Panjab University was in the news recently after it emerged as the top ranked Indian university in the Top-250 universities in the world.
“PU has made rich contributions to Indian science and to the world. This has not been known much or acknowledged. We are now trying to highlight that contribution made by pioneers of science who were associated with this university,” PU Vice Chancellor Arun Grover told IANS.
In this context, PU is organizing a seminar (Oct 24-26) as part of the celebration of the foundation day of the university and the commemoration of the 150th birth anniversary of eminent scholar Professor Ruchi Ram Sahni. This will also commemorate the 150 years of higher education in Punjab.
“Prof. Ruchi Ram Sahni was one of the first-generation scholars of Punjab who contributed immensely to science, education and public life and greatly influenced the making of modern Punjab. He pioneered the interest of the people in science through his teaching, experiments and research,” said Grover who has been closely associated with the move to highlight PU’s contribution to science and higher education.
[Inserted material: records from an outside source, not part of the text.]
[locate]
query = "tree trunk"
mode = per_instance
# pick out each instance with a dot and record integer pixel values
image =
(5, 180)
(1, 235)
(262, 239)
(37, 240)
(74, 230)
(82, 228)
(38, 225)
“He (Sahni) was the first Indian meteorologist in colonial India. He was the first nuclear physicist of India and also the first professor of the science at Government College Lahore, which was set up in 1864 to impart higher education to young scholars.
“Sahni, along with his sons Dr. Mulk Raj Sahni and Dr. Birbal Sahni, Dr. Shanti Swaroop Bhatnagar, Dr. Shiv Ram Kashyap and Dr. Sarvadaman Chowla were invited by Nobel Laureate C.V. Raman to be among the Foundation Fellows of the Indian Academy of Sciences set up in Bangalore in 1934,” said Grover.
The vice chancellor said that PU’s scientists in the 19th and 20 centuries made pioneering contribution to science, including nuclear physics, and mathematics.
Shanti Swaroop Bhatnagar, in whose name a leading science award has been instituted and is known as the `father of research laboratories’, was part of the university in the early 20th century.
Knighted by the British government in 1941, he was the first director general of the Council for Scientific and Industrial Research (CSIR) and the first chairman of the University Grants Commission (UGC).
Bhatnagar made a significant contribution with scientists Homi J. Bhabha and Vikram Sarabhai to propel India’s science and technology story after independence in August 1947.
Sarvadam Chowla, a London-born Indian-American mathematician who once taught and headed the department of mathematics at Government College-Lahore (now in Pakistan), has several theorems in his name.
Originally called the University of Punjab, the institution was established at Lahore Oct 14, 1882, and it was reinitiated in independent India from Oct 1, 1947. The university shifted to its present campus, spread in a beautiful and sprawling 550-acres, in Chandigarh in 1956.